Variable	Set it?	Why
`PORT`	No — Railway injects it	`server.js` already reads `process.env.PORT`.
`NODE_ENV`	No — Railway sets `production`	The `npm start` script also sets it.
`NEXT_PUBLIC_SOCKET_URL`	Leave empty / unset	The client connects same-origin. Setting this is only for a split frontend/backend deploy.
`TURN_URL` / `TURN_USERNAME` / `TURN_CREDENTIAL`	Optional	Only if you stand up a TURN server (see below).

Important — NEXT_PUBLIC_* are baked at build time. If you ever add a NEXT_PUBLIC_ variable (e.g. a public TURN URL), you must redeploy so the client bundle is rebuilt with the new value. Server-only vars (TURN_URL etc.) take effect on restart without a rebuild.

That’s it — no env setup is required to go live.

What you can watch

Source	Supported	Notes
YouTube (any URL form)	✅	YouTube Iframe Player API
Direct `.mp4` / `.webm` files	✅	Native HTML5 `<video>`
HLS `.m3u8` streams	✅	`hls.js`, with native HLS fallback for Safari
Netflix / Disney+ / Prime / Hotstar / Max	❌	DRM-protected — cannot be embedded or synced. Their players forbid iframing and encrypt the stream. The app rejects these links with a clear message.

This is a technical/legal hard limit, not a missing feature: no co-watching app can sync a DRM service’s actual video stream. To watch with friends, use a YouTube link or a directly-hosted video file.

Host-authority model

Exactly one peer is the host at any time (the room creator; on host disconnect the oldest remaining peer is promoted automatically).

Only the host emits authoritative sync:play / sync:pause / sync:seek events.
A guest’s play/pause/seek is sent as a control:request. The host applies it to its own player, which then emits the authoritative event back out to everyone — including the requester.

This deliberately eliminates the “two sources of truth” race-condition class: there is always exactly one writer of playback state. The cost is a ~one-RTT delay on guest-initiated controls (~250 ms), which is imperceptible next to the correctness it buys. The host also emits a low-frequency sync:heartbeat every 2 seconds so slow drift that single events miss is continuously reconciled.

Infinite-loop prevention (the hardest problem in the codebase)

The naive failure mode: User A pauses → emits a socket event → the server relays it to User B → User B’s player is paused programmatically → User B’s player fires its own onPause callback → User B emits a pause event back to A → A is paused programmatically → A fires onPause → emits again → … forever. The same loop applies to play and seek.

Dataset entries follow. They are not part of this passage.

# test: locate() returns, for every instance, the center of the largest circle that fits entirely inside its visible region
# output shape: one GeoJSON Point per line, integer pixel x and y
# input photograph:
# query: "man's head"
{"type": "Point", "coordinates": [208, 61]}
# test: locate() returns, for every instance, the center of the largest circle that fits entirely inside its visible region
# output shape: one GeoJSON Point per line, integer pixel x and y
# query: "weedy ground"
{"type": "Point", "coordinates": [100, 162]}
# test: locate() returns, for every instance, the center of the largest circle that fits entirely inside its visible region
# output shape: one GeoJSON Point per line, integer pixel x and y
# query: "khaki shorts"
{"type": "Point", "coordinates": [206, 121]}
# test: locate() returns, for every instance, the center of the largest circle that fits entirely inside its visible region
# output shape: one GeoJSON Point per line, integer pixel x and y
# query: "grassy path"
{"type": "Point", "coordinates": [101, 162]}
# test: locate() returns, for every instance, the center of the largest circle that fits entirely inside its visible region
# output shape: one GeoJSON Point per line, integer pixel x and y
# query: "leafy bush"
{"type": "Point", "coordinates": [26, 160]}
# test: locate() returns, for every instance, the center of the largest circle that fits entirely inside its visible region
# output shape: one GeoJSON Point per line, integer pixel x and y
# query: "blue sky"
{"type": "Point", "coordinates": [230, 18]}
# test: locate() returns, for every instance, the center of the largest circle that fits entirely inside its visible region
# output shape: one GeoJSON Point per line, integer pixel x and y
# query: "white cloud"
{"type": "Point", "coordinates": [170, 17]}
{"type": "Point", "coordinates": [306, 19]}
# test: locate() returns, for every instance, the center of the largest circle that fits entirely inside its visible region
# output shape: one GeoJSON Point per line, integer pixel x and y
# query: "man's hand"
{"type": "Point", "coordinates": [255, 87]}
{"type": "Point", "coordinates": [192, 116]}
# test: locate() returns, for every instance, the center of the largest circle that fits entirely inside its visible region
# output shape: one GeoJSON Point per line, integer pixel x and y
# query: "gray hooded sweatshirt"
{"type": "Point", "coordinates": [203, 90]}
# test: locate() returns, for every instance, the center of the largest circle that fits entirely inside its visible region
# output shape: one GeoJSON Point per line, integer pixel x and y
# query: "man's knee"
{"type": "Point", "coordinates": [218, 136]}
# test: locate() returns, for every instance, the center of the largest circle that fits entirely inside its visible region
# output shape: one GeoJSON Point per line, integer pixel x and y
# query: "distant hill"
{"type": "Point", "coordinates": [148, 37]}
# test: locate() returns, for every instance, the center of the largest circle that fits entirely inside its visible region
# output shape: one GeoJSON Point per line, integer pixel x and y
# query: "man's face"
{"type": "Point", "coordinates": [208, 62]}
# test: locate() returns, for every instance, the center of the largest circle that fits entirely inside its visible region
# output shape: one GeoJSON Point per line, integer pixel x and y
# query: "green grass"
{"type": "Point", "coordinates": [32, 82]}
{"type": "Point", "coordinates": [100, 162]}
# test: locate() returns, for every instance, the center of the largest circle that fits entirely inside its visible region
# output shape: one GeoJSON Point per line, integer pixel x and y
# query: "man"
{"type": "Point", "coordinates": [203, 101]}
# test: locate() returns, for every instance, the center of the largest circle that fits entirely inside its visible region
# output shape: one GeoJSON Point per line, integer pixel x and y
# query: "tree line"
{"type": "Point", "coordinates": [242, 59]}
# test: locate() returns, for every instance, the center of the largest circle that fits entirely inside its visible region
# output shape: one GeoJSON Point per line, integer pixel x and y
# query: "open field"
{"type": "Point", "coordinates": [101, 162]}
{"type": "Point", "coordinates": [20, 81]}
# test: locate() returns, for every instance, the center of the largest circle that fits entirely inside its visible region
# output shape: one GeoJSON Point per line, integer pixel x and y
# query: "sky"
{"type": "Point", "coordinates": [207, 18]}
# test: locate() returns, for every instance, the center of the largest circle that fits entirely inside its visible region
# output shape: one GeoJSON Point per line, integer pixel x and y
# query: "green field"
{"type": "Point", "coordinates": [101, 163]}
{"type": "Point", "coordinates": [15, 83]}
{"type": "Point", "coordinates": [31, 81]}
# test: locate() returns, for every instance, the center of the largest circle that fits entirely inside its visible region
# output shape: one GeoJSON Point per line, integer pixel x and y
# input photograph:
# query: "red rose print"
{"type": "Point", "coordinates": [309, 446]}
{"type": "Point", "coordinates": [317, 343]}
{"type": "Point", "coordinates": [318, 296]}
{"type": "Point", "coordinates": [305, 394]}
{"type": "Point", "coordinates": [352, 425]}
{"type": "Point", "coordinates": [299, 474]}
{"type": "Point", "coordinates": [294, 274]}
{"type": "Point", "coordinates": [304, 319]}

The fix is execution gating with a React ref, in useVideoSync.js. Before applying any incoming sync event to the local player, the hook raises an isApplyingRemoteEvent ref. The player’s own state-change callback checks that ref first: if it is set, the change is just the echo of our own programmatic action, so the outbound emit is suppressed entirely. The guard is released when the player settles into the expected normalized state, with a hard timeout fallback so it can never get stuck. The flag is a useRef and never React state — setState is async and batched, so a state-based guard would still be false when the echo callback fires synchronously, and the loop would run before the re-render landed. Refs update synchronously; that is the whole trick.

Layered on top is a ±1.0-second seek-variance filter: an incoming time that is within one second of local playback never triggers a hard seek, because a hard seek for sub-second drift causes a visible stutter for the slower-connection peer. Only drift beyond the threshold is corrected. Combined, these two mechanisms give zero echo events and no stutter-storms.

Other architectural decisions

State — a single Zustand store (useRoomStore.js), flat-shaped, consumed only through narrow selectors. No React Context: sync events fire many times per second and Context would cascade re-renders across the tree. The chat buffer is capped at 200 messages.
Player abstraction — YouTube and HTML5 sit behind one polymorphic controller (play / pause / seekTo / getCurrentTime / getDuration / getState / isReady / destroy). The sync layer never branches on player type.
Payload safety — there is no compiler, so every inbound socket event is guarded by a runtime validator from room-types.js before it touches state.
Reconnection — Socket.IO exponential backoff (0.5 s → 8 s). On reconnect the client re-joins the room and requests a fresh snapshot to resync; a “Reconnecting…” pill is shown from the store.
Room lifecycle — unguessable crypto.randomUUID() room ids; host migration on disconnect; empty-room cleanup; occupancy cap (see below); a rejected over-capacity socket gets a clear user-facing message.
Clock skew — heartbeats are stamped with server time; the client computes its offset so drift math is not poisoned by mismatched device clocks.
Teardown — every effect tears down fully: socket listeners removed by reference, intervals cleared, player.destroy(), every media track.stop(), peer.destroy(). beforeunload frees the room slot when a tab closes.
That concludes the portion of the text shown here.